Cansino nos miró con aire despectivo y
le devolvió un centro al Chango Agüero,
que había zafado de su marca. Lo dejó solo, a dos metros del arco y nunca
supimos qué pasó. El Chango se tiró en
palomita, cabeceó y todos vimos la
comba que hizo la pelota antes e
estallar.
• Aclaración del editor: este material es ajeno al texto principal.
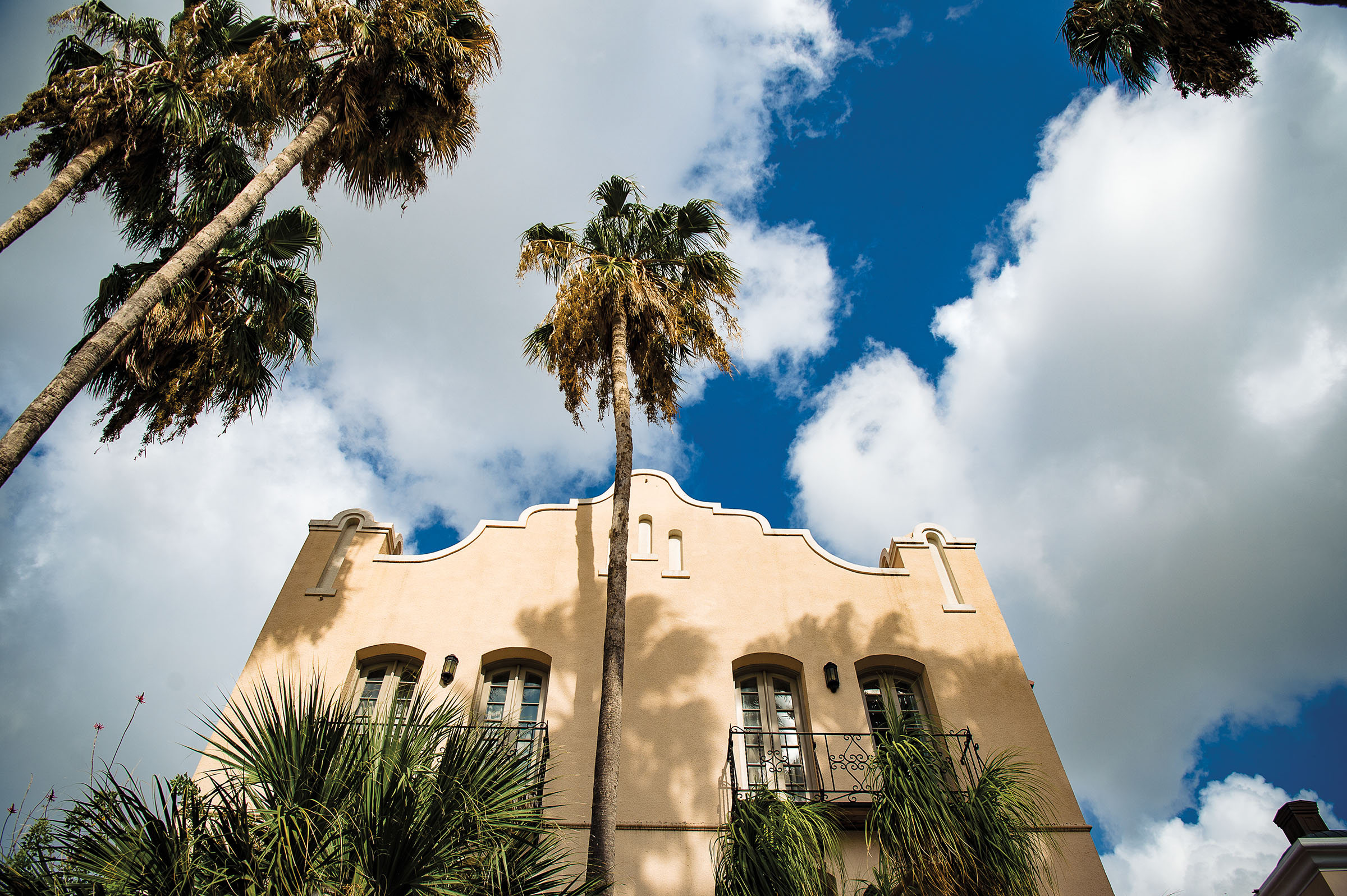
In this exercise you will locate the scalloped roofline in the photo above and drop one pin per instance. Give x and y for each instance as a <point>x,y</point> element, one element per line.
<point>678,489</point>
Fue un ruido seco, ridículo, y la
pelota cayó, inerte y desinflada, sobre la
raya del gol. Parecía un bombero
aplastado, una tortuga dormida.
Nunca supimos si fue gol. El Míster
Peregrino Fernández, para influir en el
fallo, entró en la cancha gritando gol
como loco. Se arrodillaba y se
persignaba como si estuviera en San
Cayetano. El referí vino corriendo a ver
qué pasaba y antes de decidir se paró a
amonestarnos a todos: al Chango, a
Carlitos, al Míster y a mí. Después los contrarios y él se inclinaron hacia el
objeto inerte con mucho cuidado, como
si temieran encontrase con una araña
pollito. La pelota estaba descosida y
medio despanzurrada cubriendo la raya
desteñida. Nadie la tocaba. «Es medio
gol», dijo el referí y esperó la
aprobación general. «La rompió,
¡golazo!», gritó Peregrino Fernández, y
empezó la discusión. El Chango fue el
único que interpretó las lecciones de
Schopenhauer: se abrió paso entre los
otros y con la punta del zapato empujó el
cuero al otro lado de la raya. Enseguida
se acercó al referí con las manos en la
espalda y le dijo: «Vea, parece en
ocasiones que a la par queremos y no queremos una cosa y que, en
consecuencia, el mismo acontecimiento
nos regocija y entristece
simultáneamente». El referí lo escuchó
boquiabierto y ahí nomás convalidó el
gol. Tiempo después, al recordar el
partido, el Míster nos explicó que la
primera dificultad que encontramos para
reconocernos a nosotros mismos es que
nos resulta imposible recordar nuestra
propia imagen frente al espejo. Según él,
así hablaba el filósofo y por eso nos
salvamos del descenso.
Osvaldo Soriano
Publicado originariamente en
Página/12, el 10 de julio de 1994, con
el título «Ahora que ya no estamos». Recopilado en el libro «Arqueros, ilusionistas y goleadores», Ed. Seix Barral. 2014.